During treatment, the patient stabilizes with a reduced behavioral syndrome, but with the persistence of the ideation of the Cotard type, whose intensity has decreased to a prevalent and obsessive level, the patient does not have hyperkinesia. Drug therapy and psychological advice are given to the patient (Sadock et al., 2009).
Due to more significant factors—old age, lack of family support, discontinuation of antihypertensive therapy, and diagnosis of dementia or chronic progressive disease—the prognosis is reserved. The patient was transferred to a higher-level psychiatric hospital in Bucharest, where he was diagnosed with late-onset dementia and Cotard syndrome.
The patient introduces the control for the continuation of the therapy. After the debate with the children, the specialized control showed a persistence of Cotard syndrome but a decrease in intensity (obsessive) and a continuous evolution of the frequency of dementia (MMS, stationary GAFS) (Sadock et al., 2009).
This is a unique case; the condition was diagnosed in a psychiatric hospital in Galati, and the link between late-onset Alzheimer's dementia and Cotard's syndrome is unique because Negation's syndrome is more commonly associated with schizophrenia, bipolar affective disorder, and severe anxiety, not dementia. Another distinguishing feature of the scenario is that Cotard Syndrome is a precursor to Alzheimer's disease.

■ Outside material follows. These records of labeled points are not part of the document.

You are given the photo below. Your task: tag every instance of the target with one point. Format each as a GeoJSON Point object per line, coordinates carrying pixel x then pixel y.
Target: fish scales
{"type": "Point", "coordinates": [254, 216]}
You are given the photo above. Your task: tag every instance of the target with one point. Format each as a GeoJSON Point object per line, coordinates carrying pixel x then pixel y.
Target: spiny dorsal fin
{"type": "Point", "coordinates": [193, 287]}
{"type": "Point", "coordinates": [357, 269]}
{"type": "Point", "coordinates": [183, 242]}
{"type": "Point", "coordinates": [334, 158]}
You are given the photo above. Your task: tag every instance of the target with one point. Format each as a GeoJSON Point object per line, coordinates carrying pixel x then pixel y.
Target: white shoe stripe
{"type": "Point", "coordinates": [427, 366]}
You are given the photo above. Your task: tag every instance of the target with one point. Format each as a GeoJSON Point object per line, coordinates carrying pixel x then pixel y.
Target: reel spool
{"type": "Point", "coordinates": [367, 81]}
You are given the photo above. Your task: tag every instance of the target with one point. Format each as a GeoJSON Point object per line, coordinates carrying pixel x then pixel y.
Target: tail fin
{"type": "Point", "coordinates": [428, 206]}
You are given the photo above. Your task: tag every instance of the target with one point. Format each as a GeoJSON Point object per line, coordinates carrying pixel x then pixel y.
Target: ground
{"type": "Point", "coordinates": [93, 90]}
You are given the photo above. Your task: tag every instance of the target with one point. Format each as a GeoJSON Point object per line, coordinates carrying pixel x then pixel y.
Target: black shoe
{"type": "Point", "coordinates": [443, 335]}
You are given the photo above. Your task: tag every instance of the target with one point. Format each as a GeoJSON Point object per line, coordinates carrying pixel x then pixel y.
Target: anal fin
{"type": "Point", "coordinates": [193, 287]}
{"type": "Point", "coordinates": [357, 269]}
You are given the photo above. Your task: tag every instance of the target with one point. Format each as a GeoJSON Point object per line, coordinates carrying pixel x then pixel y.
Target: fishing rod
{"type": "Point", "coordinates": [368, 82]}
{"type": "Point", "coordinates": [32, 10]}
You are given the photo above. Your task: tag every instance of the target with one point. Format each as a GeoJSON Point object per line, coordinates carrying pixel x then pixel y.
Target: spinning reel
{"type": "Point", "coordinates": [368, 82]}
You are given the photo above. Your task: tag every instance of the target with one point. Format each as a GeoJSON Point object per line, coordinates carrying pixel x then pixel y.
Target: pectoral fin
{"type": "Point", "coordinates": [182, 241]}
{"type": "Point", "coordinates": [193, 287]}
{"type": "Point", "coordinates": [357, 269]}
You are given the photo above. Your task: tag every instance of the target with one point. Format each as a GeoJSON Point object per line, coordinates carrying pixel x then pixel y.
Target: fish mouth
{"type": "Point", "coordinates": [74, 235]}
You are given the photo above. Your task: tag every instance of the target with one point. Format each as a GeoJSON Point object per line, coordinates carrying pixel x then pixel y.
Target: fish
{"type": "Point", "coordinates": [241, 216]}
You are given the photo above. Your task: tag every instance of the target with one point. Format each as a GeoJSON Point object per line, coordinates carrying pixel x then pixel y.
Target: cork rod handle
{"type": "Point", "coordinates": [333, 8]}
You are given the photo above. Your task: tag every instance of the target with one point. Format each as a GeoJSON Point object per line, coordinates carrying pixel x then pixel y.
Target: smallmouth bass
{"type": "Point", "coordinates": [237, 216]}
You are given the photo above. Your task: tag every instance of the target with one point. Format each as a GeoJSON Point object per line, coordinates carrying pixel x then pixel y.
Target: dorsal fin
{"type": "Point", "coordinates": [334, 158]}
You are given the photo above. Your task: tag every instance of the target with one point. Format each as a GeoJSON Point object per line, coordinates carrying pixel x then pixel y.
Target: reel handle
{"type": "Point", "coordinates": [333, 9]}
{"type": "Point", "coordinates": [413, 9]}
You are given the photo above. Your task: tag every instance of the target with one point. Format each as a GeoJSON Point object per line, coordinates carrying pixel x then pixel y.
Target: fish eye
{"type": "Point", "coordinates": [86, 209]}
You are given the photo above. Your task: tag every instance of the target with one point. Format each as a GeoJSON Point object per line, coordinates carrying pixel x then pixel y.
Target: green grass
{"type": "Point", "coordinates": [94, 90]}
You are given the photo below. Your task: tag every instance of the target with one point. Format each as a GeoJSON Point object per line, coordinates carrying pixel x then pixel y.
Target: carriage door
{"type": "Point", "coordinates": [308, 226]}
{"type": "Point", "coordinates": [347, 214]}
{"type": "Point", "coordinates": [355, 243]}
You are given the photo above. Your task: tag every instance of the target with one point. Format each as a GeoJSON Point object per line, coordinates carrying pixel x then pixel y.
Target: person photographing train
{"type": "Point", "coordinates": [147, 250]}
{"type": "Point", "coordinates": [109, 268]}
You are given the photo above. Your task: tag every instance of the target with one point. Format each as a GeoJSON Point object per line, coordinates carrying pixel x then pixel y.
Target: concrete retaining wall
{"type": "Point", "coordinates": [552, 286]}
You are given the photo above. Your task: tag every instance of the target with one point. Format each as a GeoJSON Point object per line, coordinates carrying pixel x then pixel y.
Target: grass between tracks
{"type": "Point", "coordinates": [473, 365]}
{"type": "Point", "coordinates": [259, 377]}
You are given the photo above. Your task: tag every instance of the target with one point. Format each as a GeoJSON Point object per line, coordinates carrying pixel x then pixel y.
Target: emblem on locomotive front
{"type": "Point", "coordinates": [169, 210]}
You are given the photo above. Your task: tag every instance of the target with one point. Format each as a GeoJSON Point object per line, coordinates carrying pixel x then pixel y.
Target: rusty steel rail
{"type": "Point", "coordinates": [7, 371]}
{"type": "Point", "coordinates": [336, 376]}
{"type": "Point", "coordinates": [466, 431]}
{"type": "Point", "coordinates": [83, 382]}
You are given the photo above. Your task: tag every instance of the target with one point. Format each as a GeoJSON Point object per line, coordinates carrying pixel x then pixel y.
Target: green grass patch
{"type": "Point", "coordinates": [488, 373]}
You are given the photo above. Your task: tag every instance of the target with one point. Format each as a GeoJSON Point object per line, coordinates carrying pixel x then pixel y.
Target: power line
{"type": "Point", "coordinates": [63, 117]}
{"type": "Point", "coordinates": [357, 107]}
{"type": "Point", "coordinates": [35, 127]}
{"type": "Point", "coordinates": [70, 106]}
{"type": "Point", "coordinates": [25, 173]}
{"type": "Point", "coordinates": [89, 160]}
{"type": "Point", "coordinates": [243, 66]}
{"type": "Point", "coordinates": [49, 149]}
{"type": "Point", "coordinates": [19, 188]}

In the specialized literature, approximately 300 medical cases have been researched and analyzed in which the diagnosis of Cotard syndrome has been linked to psychiatric, neurological, or traumatic pathologies.
The statistical analysis revealed an increase in incidence between the ages of 50 and 60 in young adults, but also in the elderly, particularly women.
Such cases are difficult to treat because patients no longer feed themselves, their appetite for food is suppressed, and they constantly refuse food, arguing that they do not have the digestive system or parts of it anyway, so they do not need food, which has serious consequences for the body and can lead to death by starvation (Prelipceanu, 2011).
British neuropsychologist Paul Broks suggests this syndrome of negation may be based on a neurological disorder leading to a decoupling of feelings and thoughts. So simply believing that we exist is insufficient; we must also experience it. Broks therefore claims that the saying of Descartes, "I believe so I exist" (cogito, ergo sum) must be altered to "I feel like I believe so I exist." Cotard's syndrome is one of a group of rare, strange mental illnesses that have too little data or information and are difficult to diagnose and treat.
Despite having no psychiatric history, the patient arrived at the psychiatric hospital after experiencing psychiatric symptoms caused by both Alzheimer's disease and Cotard's syndrome, symptoms that were ignored and gradually deteriorated, resulting in full-blown delirium, rapid dementia degradation, and a not-very-favorable outlook.